Believe

Five months. In a week I will have been away from home for five months, only to be boarding a plane to return. Five months I have spent in the company of people from a culture that is so similar and yet so different from my own. It’s hard to believe that this is all coming to an end.

I have seen so many things, so many historical buildings and cities that are older than I could possibly fathom. I have met people that I will never meet again but for the twenty-four hours that we knew each other we were friends, spilling our secrets and our desires, journeying down winding streets in the early morning or in the freezing rain. Or just sitting across the table and drinking a cup of tea, contemplating the next port of departure. It was fun and it was refreshing. But it is now gone.

In a week tears will be pouring down my face, once as I leave the place I have called home for the past five months, hugging my new friends good bye and going through the hassles that we know as airport security. Then I will long to stretch my legs over a ten hour flight that lasts far too long and has too little food. I will finally touch down in the country I was born in and pass through customs, greeted by a culture that I have known but now seems so strange, greeted by a language that is my own but an accent that pervades everywhere. I will cry again as I see my family and gather my bags to drive home, where I will eat my first home cooked meal in five months. I will turn on my phone again, its battery fully charged after the five month slumber, and I will call my best friend, my lover, my other half, and I will say hello, knowing that we are so close now and yet must wait to see each other again.

I believe that in the future our paths will cross again, mine and these people I have met here in England. Whether I am road-tripping across America and staying with the other exchange students I have met or whether I go back to Europe and England, I will meet these people again. Somehow. Somewhere.

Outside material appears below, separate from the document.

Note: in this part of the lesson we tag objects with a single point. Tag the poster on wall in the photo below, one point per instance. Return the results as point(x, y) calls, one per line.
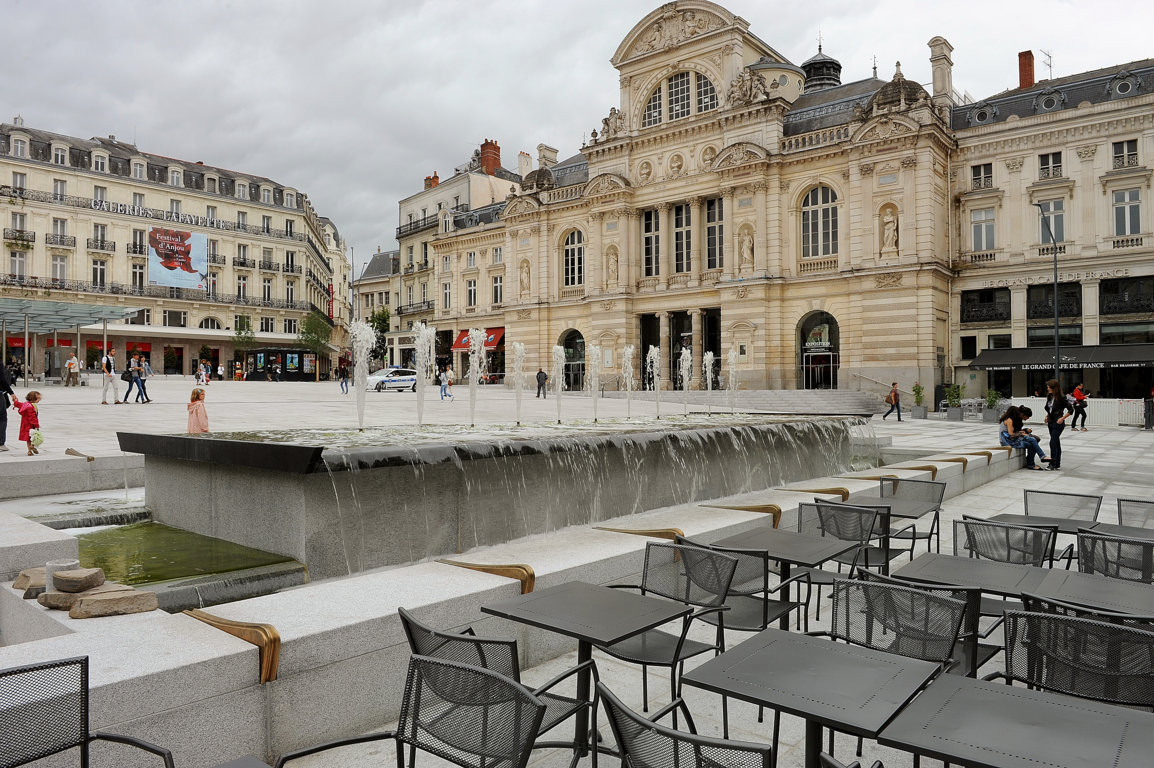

The question is “when”? The only definite is that we will manage to keep in touch through the advances of technology and personal interest and good will in the other party.

I will miss this place. It has grown on me, surprisingly or not surprisingly. It seems strange, saying goodbye to something for what could possibly be forever. I’ve never had to do it before. I may never have another chance to come back to England. I may never see half of these wonderful people again. And yet we say goodbye with the empty words backed by the thought that maybe, just maybe someday in the future, it won’t be a real goodbye. It will just be those goodbyes that mean we will see each other soon, just not that soon. Like tomorrow. Or the day after. Or next week. Or a few months from now. Not forever.

It is forever, though, and I don’t know how to do it. How do you say goodbye to something so great? Can you? Can I? I guess I’ll just have to wait and see.